“A Picture of Hope”
This week, Pastor Shulz received a very unusual Christmas gift. On Tuesday, he received a telephone call from Margaret Yoder, who asked if she could stop by with her seven-year-old daughter, Amy, on Wednesday morning, to bring him a gift Amy had made especially for him, for Christmas. She also noted to him that the gift was inspired by something he had said last week, about hope, and that she had been working on it all week.
That rather intrigued Pastor Shulz, especially since Amy is blind. She was born that way. He rather pictured some mother-daughter project, mostly the work of her mother’s hands. Perhaps they were making Christmas cookies, and she had patted out the dough and cut the stars or gingerbread men. Or perhaps her mother helped her make a string of popcorn, or, more likely, of green and red links of construction paper to hang on his tree. He was personally holding out for the cookies.
Come Wednesday morning, however, Amy bounced out of the car with a piece of paper in hand. Margaret explained to Pastor Shulz the labor that went into this project, and that it was ENTIRELY of Amy’s doing, and gave Pastor Shulz that “you had BETTER appreciate all the work she’s done!” look, while, as she explained, Amy’s smile grew bigger and bigger.
“Well,” Pastor Shulz finally said, we’d better have a look at this project!” Amy held out her prize for Pastor Shulz to see. It was a paper filled with lines and squiggles, circles that didn’t close, and sharp boxes that were out of kilter, and lines in bright colors that crossed, headed in all directions across the page. It was certainly colorful, too – it was apparent that Amy used every crayon she had. But there were no definable shapes. It certainly was the work of someone who could not see what she was doing.
He decided to comment on the colors, figuring that they may hold the key to the piece. “My, Amy! It sure is colorful! It looks like you used every color you have!” Amy giggled, obviously pleased. “There are sixty-four colors in my box of crayons. I used them all!” “Yes,” Margaret added, that’s the one place where I helped. When she started, she asked me things like, ‘What color is an angel?’ and “What do angels look like?’ I tried to explain, but – well, you try to explain something like that to someone who’s never seen ANYTHING! Finally, I told her that I would help her with the colors, but that she should draw what she saw in her mind and her heart. So she asked me for the colors, and I put them in her hand. The rest is hers.”
Pastor Shulz looked again at the piece of paper.

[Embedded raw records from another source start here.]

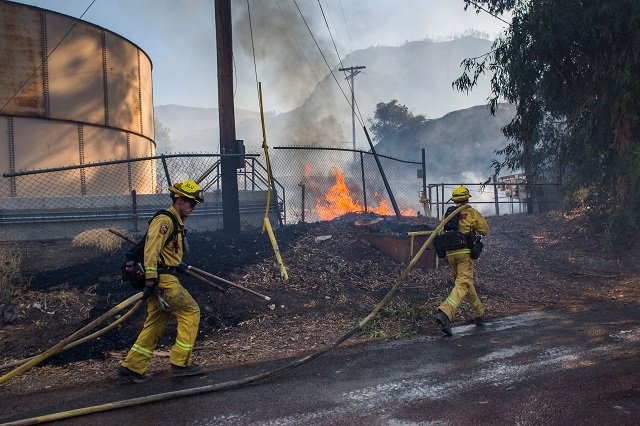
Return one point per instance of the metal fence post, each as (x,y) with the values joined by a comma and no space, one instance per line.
(301,184)
(134,205)
(424,173)
(364,187)
(166,170)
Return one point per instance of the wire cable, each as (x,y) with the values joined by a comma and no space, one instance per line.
(323,56)
(48,55)
(253,49)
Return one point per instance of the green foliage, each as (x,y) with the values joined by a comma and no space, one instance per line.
(402,316)
(571,69)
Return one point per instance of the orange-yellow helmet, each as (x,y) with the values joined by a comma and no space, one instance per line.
(188,189)
(460,194)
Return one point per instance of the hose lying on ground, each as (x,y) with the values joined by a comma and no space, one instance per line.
(62,345)
(98,333)
(251,379)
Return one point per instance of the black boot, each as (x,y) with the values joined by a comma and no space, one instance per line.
(443,321)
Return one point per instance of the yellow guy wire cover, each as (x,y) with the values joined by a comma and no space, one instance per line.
(266,224)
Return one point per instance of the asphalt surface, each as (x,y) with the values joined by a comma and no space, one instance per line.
(579,365)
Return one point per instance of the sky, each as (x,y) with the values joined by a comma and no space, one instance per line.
(179,37)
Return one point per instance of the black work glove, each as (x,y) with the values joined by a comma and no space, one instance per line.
(149,285)
(183,267)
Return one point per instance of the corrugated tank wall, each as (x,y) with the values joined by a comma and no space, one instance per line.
(72,93)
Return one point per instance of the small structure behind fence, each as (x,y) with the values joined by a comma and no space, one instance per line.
(308,184)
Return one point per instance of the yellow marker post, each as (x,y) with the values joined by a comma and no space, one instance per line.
(267,224)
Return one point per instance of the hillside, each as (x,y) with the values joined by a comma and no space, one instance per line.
(459,146)
(418,74)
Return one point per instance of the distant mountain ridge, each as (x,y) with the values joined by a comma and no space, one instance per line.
(418,74)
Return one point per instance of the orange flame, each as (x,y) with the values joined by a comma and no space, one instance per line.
(338,201)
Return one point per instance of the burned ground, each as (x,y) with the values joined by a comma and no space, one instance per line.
(530,262)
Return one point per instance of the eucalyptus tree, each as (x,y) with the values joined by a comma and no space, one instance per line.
(572,69)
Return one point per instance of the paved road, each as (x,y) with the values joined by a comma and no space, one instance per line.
(572,366)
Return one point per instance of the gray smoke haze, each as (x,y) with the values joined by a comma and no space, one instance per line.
(289,65)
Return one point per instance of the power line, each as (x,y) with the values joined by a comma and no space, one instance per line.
(321,53)
(47,57)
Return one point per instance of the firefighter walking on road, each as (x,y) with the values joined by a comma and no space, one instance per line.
(470,223)
(163,251)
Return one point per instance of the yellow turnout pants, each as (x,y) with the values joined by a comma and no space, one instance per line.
(187,314)
(462,268)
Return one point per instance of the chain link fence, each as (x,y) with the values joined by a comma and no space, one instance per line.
(309,184)
(323,183)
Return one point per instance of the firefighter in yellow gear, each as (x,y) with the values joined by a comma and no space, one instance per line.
(461,265)
(166,296)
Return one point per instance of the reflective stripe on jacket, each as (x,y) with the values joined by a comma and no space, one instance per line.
(470,220)
(161,229)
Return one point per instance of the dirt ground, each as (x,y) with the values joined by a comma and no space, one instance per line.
(530,262)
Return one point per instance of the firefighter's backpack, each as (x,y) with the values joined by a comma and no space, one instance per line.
(451,238)
(133,266)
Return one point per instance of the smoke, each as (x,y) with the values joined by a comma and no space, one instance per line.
(287,59)
(290,67)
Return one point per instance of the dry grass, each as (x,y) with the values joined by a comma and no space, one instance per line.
(99,238)
(11,263)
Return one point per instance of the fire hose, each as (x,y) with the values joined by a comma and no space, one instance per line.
(198,273)
(70,341)
(251,379)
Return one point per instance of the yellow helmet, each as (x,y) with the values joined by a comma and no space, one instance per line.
(188,189)
(460,194)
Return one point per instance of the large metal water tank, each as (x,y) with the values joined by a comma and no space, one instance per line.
(71,93)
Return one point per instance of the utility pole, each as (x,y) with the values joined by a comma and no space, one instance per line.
(226,115)
(353,71)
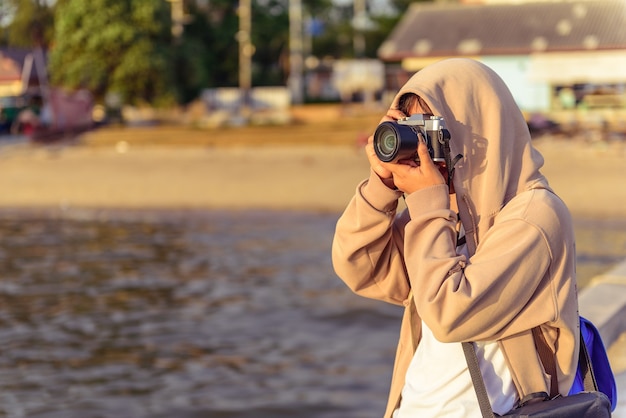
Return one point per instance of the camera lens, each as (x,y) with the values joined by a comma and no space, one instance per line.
(393,142)
(386,143)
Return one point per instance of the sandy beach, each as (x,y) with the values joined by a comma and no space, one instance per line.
(314,165)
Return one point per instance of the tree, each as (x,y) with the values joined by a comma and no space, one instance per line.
(31,22)
(121,46)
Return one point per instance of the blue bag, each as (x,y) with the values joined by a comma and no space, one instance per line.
(599,361)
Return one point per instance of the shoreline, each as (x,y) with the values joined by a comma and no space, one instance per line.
(588,177)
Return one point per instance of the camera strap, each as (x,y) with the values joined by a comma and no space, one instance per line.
(450,163)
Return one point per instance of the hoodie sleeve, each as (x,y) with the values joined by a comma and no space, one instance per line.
(367,250)
(486,297)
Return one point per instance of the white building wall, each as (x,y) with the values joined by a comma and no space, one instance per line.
(530,95)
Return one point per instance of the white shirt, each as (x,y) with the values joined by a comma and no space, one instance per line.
(438,383)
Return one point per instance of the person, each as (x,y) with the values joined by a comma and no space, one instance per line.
(513,268)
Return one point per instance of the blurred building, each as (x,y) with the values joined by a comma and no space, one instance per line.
(553,55)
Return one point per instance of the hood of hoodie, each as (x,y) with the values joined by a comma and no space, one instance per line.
(488,129)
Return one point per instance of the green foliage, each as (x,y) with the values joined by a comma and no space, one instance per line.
(31,23)
(121,46)
(126,46)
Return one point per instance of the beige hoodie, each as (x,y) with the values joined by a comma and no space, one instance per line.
(520,272)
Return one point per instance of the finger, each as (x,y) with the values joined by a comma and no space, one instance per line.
(422,151)
(393,115)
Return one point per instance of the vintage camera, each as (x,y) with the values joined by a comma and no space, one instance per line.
(398,140)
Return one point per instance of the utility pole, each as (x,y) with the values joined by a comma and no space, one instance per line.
(246,50)
(178,18)
(296,50)
(359,22)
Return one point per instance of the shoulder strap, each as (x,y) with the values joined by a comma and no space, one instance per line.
(547,358)
(477,379)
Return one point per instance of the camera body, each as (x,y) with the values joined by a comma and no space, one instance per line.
(394,141)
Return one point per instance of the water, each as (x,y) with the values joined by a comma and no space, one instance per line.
(197,315)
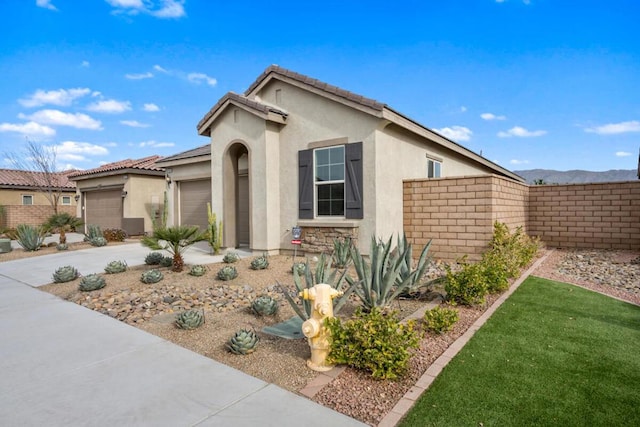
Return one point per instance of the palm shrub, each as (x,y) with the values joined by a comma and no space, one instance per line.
(30,237)
(373,341)
(175,240)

In the middle, there was white and gold, surrounded by bright shapes in red, blue, yellow and green. Toward the outside were darker colors – browns and blacks and navy. Finally, he pulled Amy over close to him, and sat on the floor beside her. “Sit here, Amy,” he directed her, “and tell me about your picture.” She sank to the floor next to him. “It’s about hope,” she said. “You said that God doesn’t see things the way people do. I wanted to draw you a picture about Jesus, but Mommy said to draw what I saw.” Then she said, almost in a whisper, “I don’t see like other people do. I think I see what God sees.”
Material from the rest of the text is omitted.